A Belfast, quindici anni dopo la firma degli accordi del Venerdì santo (10 aprile 1998) che misero fine a trent’anni di troubles fra unionisti protestanti e repubblicani cattolici, i ‘muri della pace‘ sono ancora tutti in piedi. Nessuna delle barriere che dividono le due comunità è stata distrutta. Anzi ne sono sorte di nuove, o qualcuna è stata sopraelevata, aggiungendo una rete metallica alla costruzione in mattoni e cemento. Belfast Interface Project, associazione che opera per il riavvicinamento fra cattolici e protestanti, ha censito 99 muri, segno tangibile che la riconciliazione è ancora lontana. E che i cittadini si sentono più sicuri al riparo delle barriere, che da decenni li proteggono dai lanci di sassi, bottiglie e petardi della parte avversa. Opinione confermata da uno studio dell’università dell’Ulster: solo il 14 per cento degli abitanti dei quartieri a rischio è favorevole all’abbattimento dei peace walls.

“Il muro deve restare, grazie ad esso ci sentiamo più tranquilli, soprattutto durante le parate di luglio” ha dichiarato un abitante cattolico di Duncairn Avenue, dove passa il corteo che festeggia la vittoria, nel lontano 12 luglio 1690, del re protestante Guglielmo III d’Orange sul cattolico Giacomo II. Ogni anno la celebrazione orangista offre il pretesto per una prova di forza fra le due parti. L’ultimo scontro nelle strade si è scatenato invece, nel dicembre scorso, per la decisione del consiglio municipale di non esporre più la bandiera dell’Union Jack. Dopo giorni di violente proteste e lanci di molotov, gli unionisti, che non vogliono rinunciare alla bandiera britannica, si sono dovuti rassegnare: il vessillo sarà esposto solo in occasioni particolari.

Il conflitto fra cattolici e protestanti, terminato con gli accordi del Venerdì santo e la smilitarizzazione delle fazioni armate, ha trovato una soluzione definitiva nel maggio 2007 con la nascita del primo governo di coalizione fra i repubblicani del Sinn Fein e gli unionisti del Dup, partito democratico unionista, fondato dal reverendo Ian Paisley.
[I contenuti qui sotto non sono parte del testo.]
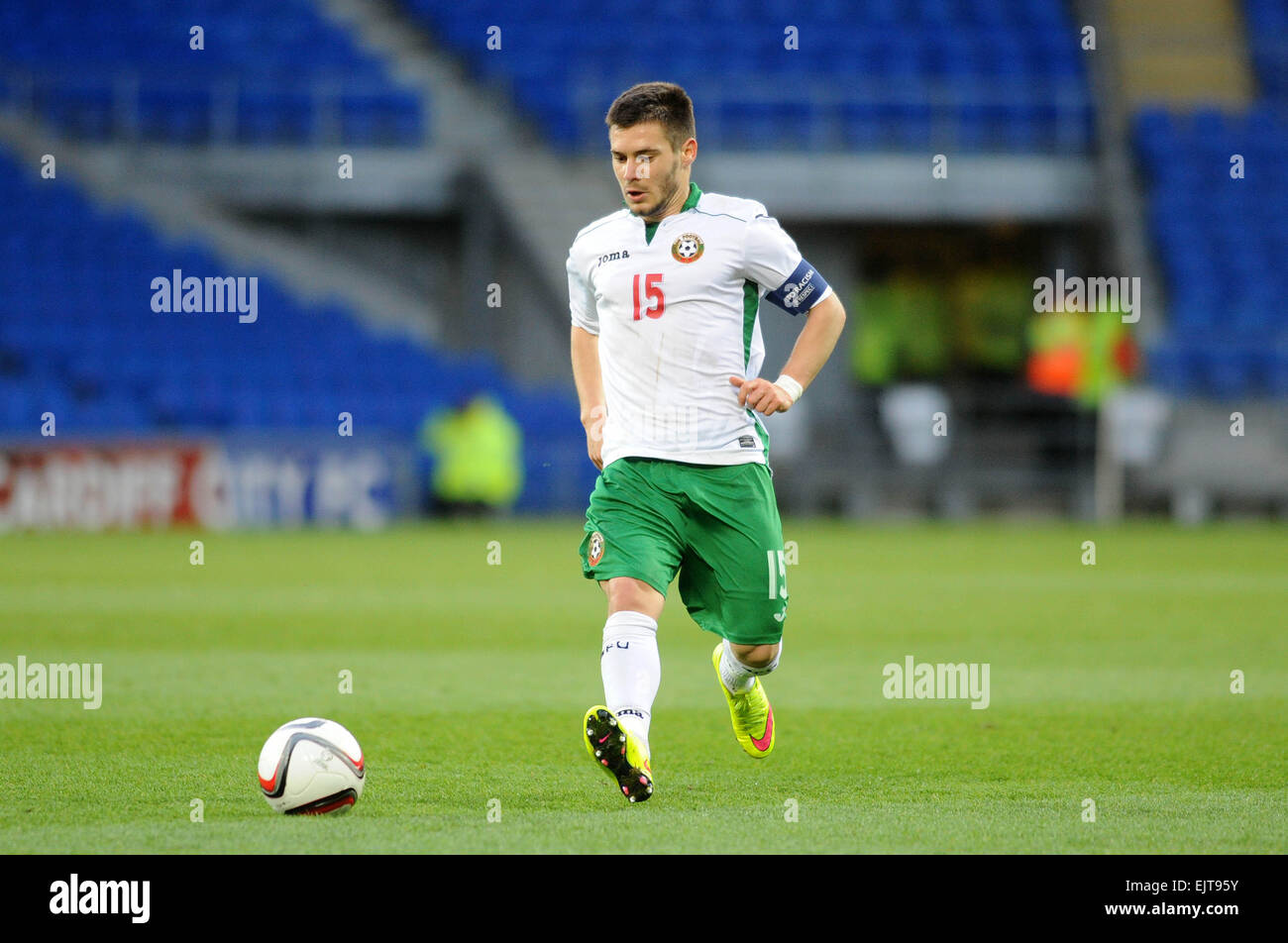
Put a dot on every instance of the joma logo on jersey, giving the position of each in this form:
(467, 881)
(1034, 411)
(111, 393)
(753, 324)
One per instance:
(613, 257)
(688, 248)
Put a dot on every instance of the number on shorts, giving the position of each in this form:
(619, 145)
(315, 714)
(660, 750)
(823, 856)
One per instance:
(777, 575)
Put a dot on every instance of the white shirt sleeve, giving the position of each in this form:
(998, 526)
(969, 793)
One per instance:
(581, 299)
(773, 262)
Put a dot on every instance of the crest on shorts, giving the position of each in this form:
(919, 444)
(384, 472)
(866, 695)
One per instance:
(688, 248)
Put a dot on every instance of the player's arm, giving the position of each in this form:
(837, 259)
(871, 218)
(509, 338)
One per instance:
(590, 390)
(585, 357)
(771, 258)
(823, 325)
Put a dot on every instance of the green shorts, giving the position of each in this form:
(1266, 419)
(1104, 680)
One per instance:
(717, 526)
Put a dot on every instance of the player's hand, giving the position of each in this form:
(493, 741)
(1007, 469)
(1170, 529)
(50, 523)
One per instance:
(761, 395)
(593, 425)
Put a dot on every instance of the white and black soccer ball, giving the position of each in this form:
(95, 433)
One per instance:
(310, 767)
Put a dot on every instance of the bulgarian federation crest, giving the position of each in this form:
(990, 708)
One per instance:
(688, 248)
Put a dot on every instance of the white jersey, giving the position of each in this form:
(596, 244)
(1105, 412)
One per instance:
(677, 317)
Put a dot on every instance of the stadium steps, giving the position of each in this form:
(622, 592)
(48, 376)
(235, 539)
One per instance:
(1183, 52)
(545, 197)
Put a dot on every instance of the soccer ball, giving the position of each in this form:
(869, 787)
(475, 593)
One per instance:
(310, 767)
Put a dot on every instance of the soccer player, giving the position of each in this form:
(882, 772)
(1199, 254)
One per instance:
(666, 351)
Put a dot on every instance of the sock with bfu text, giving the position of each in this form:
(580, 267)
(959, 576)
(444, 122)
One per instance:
(631, 670)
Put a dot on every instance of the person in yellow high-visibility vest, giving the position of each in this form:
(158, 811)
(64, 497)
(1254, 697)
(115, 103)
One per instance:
(478, 457)
(1080, 355)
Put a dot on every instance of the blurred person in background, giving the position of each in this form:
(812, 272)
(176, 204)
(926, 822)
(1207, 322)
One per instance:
(477, 458)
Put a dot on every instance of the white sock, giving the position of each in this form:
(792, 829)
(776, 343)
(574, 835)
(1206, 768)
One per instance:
(739, 678)
(631, 670)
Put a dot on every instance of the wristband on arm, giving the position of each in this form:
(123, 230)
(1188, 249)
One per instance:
(790, 386)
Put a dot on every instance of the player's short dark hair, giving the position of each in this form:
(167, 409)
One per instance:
(664, 102)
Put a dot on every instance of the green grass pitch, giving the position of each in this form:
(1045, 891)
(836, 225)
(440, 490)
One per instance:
(1108, 681)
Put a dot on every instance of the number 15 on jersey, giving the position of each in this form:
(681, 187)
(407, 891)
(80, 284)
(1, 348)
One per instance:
(655, 303)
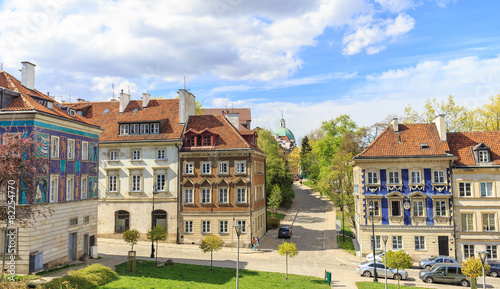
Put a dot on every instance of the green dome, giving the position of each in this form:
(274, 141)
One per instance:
(283, 131)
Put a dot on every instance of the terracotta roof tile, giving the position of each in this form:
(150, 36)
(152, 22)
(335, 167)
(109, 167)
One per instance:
(388, 143)
(461, 144)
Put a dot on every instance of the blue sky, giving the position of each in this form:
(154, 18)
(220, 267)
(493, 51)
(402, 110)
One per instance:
(311, 60)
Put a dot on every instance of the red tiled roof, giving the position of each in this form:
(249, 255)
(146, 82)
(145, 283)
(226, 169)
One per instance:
(388, 143)
(164, 111)
(461, 144)
(26, 102)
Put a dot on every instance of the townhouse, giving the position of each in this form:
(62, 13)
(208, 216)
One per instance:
(69, 188)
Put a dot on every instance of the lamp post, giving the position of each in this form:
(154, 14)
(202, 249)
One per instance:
(384, 238)
(372, 208)
(482, 255)
(153, 222)
(237, 228)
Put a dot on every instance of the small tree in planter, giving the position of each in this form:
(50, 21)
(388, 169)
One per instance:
(158, 233)
(210, 244)
(131, 237)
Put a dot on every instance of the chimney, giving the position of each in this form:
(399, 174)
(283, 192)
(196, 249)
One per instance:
(394, 124)
(124, 100)
(441, 126)
(145, 99)
(186, 105)
(28, 75)
(234, 119)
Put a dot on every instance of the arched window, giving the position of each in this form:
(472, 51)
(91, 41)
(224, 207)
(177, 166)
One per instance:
(160, 218)
(122, 221)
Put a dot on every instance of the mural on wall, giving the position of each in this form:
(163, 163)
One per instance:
(94, 152)
(41, 189)
(92, 187)
(42, 150)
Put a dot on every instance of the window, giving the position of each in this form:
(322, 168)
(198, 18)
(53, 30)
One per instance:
(396, 208)
(205, 227)
(113, 155)
(393, 178)
(397, 242)
(71, 149)
(240, 195)
(419, 242)
(418, 208)
(439, 177)
(188, 227)
(223, 168)
(372, 178)
(486, 189)
(205, 168)
(70, 185)
(243, 225)
(468, 251)
(223, 195)
(223, 227)
(124, 128)
(122, 221)
(85, 150)
(136, 155)
(416, 177)
(54, 147)
(54, 189)
(188, 168)
(155, 128)
(240, 167)
(467, 221)
(440, 208)
(160, 154)
(374, 208)
(491, 251)
(464, 189)
(188, 196)
(489, 222)
(205, 196)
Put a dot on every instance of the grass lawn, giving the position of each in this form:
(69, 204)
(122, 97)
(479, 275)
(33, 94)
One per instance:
(381, 285)
(195, 276)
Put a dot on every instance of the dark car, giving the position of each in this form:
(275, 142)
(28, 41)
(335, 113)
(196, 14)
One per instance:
(284, 232)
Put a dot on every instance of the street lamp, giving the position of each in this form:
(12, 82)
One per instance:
(384, 238)
(237, 228)
(372, 208)
(482, 255)
(155, 192)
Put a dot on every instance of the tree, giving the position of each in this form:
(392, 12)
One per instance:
(131, 237)
(274, 199)
(399, 260)
(288, 250)
(210, 244)
(473, 268)
(157, 234)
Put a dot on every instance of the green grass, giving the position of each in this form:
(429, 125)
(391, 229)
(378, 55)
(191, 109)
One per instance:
(185, 276)
(381, 285)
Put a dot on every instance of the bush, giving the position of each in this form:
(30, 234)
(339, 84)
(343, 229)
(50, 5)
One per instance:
(273, 223)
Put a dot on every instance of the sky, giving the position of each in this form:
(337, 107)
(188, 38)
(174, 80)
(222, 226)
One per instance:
(308, 60)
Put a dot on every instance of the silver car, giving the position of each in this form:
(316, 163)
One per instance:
(366, 269)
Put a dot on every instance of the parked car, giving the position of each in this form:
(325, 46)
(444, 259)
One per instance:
(284, 231)
(428, 263)
(366, 269)
(448, 273)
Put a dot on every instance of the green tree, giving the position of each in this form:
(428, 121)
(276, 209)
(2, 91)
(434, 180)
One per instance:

Ma decenni di violenze – che hanno fatto 3.500 morti in una provincia di 1,8 milioni di abitanti – hanno lasciato cicatrici profonde. “La società nord-irlandese è sempre più segregazionista perché, nonostante gli accordi, i cittadini non sentono di vivere in pace e il problema sicurezza è ancora dominante” afferma Adrian Guelke, politologo alla Queen’s University di Belfast. Una ricerca fatta dalla sua università in dodici quartieri ha rivelato che il 68 per cento dei ragazzi fra i 18 e i 25 anni non avevano mai avuto una conversazione con i coetanei dell’altra comunità. D’altronde il sistema scolastico prevede solo il 5 per cento di classi miste. Anche i club sportivi sono divisi per appartenenza religiosa e le giovani generazioni vivono in universi separati fino all’ingresso nel mondo del lavoro.

I peace walls offrono protezione, ma confinano in un isolamento da cui pochi hanno la volontà di affrancarsi. “Soltanto combattendo il fattore paura si arriverà alla distruzione dei muri” dice John McQuillan di Belfast Interface Project “La povertà gioca un ruolo importante nel persistere del risentimento e delle barriere psicologiche: in molti quartieri popolari le condizioni di vita non sono migliorate rispetto a trent’anni fa”. Una nuova via di riconciliazione può forse offrirla il turismo che negli ultimi anni ha scoperto i “political tours”, le visite guidate dei murales dell’unionista Shankill road e della repubblicana Falls road. Il periodo buio dei troubles viene rivisitato da frotte di vacanzieri (il murales di Bobby Sands, militante dell’Ira morto nel carcere di Maze, è in assoluto il più fotografato) che ascoltano dalla voce dei protagonisti gli episodi della guerra fratricida. Due associazioni di ex prigionieri politici, l’unionista Epic e la repubblicana Coiste, accompagnano i gruppi nelle vie di West Belfast, ognuna nella sua zona d’influenza, ognuna offrendo la sua versione degli attentati e degli scontri a fuoco. Ai turisti trarre le conclusioni.